I punish myself sometimes when I've been stupid. I force myself to deal with the consequences of my stupidity without redress. I'm also a stubborn git and so it was I unpacked the pieces and set to work to do a jigsaw I had barely seen for 2 decades without any guidance or clear idea of what the scene was. I only remembered that is was very weird and complex. Which is not a particularly useful memory in the circumstances.
Dav offered to go to my flat and email me a pic of it but for some reason the perverse punishment appealed to me. I had already constructed some ideas on how to approach it and curiosity cajoled me into attempting to prove they would work.
My idea was to bubble-sort the pieces by the primary colour on the piece, then by the secondary colour within that first grouping then by distinctive markings if any, etc etc. Pieces with 4 inlets could not be connected to other pieces of 4 inlets, so they would not be subgrouped near each other. Equally with pieces of 4 outcroppings. I'm sure theres a proper word for those things but you know what I mean. The theory being that this would locate each piece somewhere in the vincinity of its 4 brethren and that would make things easier.
As with all jigsaws, I started with the edge pieces and corners.

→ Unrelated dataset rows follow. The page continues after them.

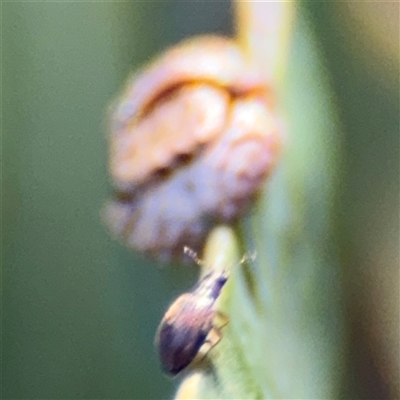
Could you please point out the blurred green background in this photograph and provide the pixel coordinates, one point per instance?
(79, 311)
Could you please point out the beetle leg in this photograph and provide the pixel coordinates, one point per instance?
(213, 338)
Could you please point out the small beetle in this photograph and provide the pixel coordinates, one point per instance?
(188, 327)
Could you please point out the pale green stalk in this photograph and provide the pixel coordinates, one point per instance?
(285, 338)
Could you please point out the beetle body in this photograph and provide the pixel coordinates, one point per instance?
(189, 324)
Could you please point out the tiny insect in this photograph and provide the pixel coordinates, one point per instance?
(189, 327)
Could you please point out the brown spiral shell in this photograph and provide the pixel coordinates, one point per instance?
(192, 139)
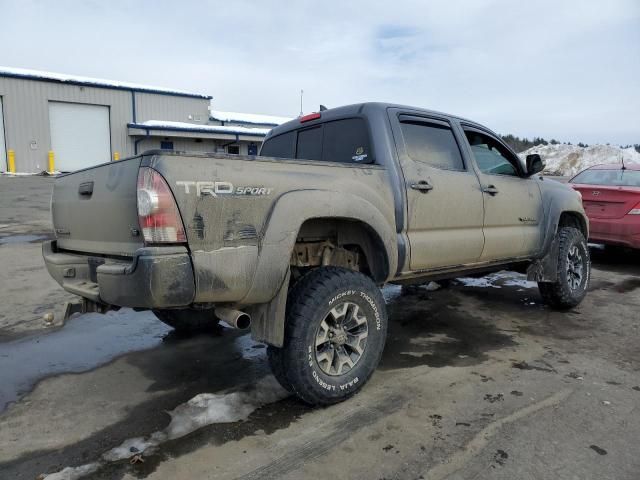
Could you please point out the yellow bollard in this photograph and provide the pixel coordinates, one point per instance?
(51, 162)
(11, 161)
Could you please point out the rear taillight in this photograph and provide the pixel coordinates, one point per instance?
(310, 117)
(157, 210)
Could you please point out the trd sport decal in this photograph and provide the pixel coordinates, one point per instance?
(214, 189)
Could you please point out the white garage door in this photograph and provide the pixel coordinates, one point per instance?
(3, 147)
(80, 135)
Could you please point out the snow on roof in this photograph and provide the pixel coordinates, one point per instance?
(92, 82)
(562, 159)
(236, 117)
(192, 127)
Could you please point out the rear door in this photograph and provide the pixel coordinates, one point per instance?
(512, 203)
(444, 202)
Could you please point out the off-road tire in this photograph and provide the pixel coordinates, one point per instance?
(309, 304)
(188, 321)
(560, 294)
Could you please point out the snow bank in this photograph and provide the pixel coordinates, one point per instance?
(228, 129)
(236, 117)
(98, 82)
(568, 160)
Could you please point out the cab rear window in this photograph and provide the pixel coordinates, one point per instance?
(617, 177)
(343, 141)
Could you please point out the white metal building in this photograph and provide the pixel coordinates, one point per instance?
(86, 121)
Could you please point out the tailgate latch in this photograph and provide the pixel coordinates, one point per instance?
(86, 188)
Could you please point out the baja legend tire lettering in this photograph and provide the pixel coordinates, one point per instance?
(322, 383)
(340, 295)
(374, 308)
(349, 384)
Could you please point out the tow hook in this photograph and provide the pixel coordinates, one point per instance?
(84, 306)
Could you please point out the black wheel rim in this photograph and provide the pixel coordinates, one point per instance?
(341, 339)
(575, 267)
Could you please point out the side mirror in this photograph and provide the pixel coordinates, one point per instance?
(534, 164)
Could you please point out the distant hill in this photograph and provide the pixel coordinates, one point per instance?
(567, 160)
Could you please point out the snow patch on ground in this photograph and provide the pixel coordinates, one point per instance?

My system worked partially and despite the protestations of my maltese mate Eddy that I was barking mad and it couldn't be done, I set myself to the task.
If you have never sat accross a room and glared *balefully* at a jigsaw, let me tell you that when you realise that you have not only anthropomorphised a puzzle and invested it with human qualities, but that you have then determined that those qualities are loathsome, deceitful and malicious... its quite a realisation. Its also time to get up and go to the nearest pub.

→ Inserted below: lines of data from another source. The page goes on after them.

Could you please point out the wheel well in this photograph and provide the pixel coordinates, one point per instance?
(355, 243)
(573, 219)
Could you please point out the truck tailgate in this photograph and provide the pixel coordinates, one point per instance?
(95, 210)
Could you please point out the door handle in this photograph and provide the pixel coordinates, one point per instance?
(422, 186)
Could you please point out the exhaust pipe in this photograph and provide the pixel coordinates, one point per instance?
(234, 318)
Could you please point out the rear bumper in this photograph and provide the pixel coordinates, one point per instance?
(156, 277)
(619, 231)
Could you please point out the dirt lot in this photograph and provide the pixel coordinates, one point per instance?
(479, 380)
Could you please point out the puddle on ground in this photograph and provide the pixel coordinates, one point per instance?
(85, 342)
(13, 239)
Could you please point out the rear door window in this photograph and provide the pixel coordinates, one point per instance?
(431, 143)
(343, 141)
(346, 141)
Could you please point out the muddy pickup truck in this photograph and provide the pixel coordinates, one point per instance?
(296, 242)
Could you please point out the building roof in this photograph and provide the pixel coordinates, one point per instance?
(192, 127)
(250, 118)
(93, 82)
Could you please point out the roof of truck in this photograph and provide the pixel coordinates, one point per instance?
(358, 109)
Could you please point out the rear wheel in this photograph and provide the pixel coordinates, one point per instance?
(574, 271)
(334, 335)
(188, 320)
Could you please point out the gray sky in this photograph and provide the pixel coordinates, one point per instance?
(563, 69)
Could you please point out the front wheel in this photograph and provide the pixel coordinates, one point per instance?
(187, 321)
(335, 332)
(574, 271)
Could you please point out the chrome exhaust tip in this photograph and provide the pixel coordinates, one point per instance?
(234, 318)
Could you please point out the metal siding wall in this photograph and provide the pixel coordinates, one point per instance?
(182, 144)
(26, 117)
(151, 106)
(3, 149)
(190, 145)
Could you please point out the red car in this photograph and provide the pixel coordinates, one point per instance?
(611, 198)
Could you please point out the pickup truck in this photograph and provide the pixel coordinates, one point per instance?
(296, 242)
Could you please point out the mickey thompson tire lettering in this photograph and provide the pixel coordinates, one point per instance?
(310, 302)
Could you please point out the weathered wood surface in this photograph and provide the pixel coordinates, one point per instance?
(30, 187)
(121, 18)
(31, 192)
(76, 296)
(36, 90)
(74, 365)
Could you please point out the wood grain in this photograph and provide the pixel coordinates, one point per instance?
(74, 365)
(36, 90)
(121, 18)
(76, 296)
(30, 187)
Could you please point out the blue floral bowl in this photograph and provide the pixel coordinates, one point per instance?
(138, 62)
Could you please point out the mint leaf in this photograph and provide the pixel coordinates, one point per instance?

I had 30 days and figured that was perfectly adequate. Then I did some maths and realised I would have to connect 50 pieces a DAY to achieve that. Then I realised that my maths was crap and connecting 2 pieces together would probably leave me with a jigsaw of about 750 double pieces. Part of my brain became more interested in working out what the rate of placement would have to be and the rest went back to shouting about the pub.
I cant claim I did it entirely on my own because Eddy finally joined me in what had become a sort of battle of wills with an inanimate object. I sought particular pieces and it *hid* them. Not in the chaos of randomness. No, it did so knowingly, deliberately.
Obvious and distinctive pieces which should have been easy to find, were obsfuscated among the butter-wouldnt-melt-in-its-mouth innocent arrangement of multitudinous parts. Don't tell me it had no knowledge of its whimsical cruelty. Dont be naive or oblivious to its true nature. It is evil, evil to the core.
Every placement became a victorious skimish in our epic battle. I found myself worryingly smug or sneeringly superior at every defeat I visited upon it until finally, in a rout worthy of its middle ages origin, large swathes of pieces began to fall to my sword. I had overlooked the fact that as I placed pieces in their final locations, the number of pieces remaining dwindled and thus diminished my foe's one and only weapon. Collapse was inevitable and victory, finally, was mine.
Vanquished and conquered, I have hung its hide on my wall. Like a trophy.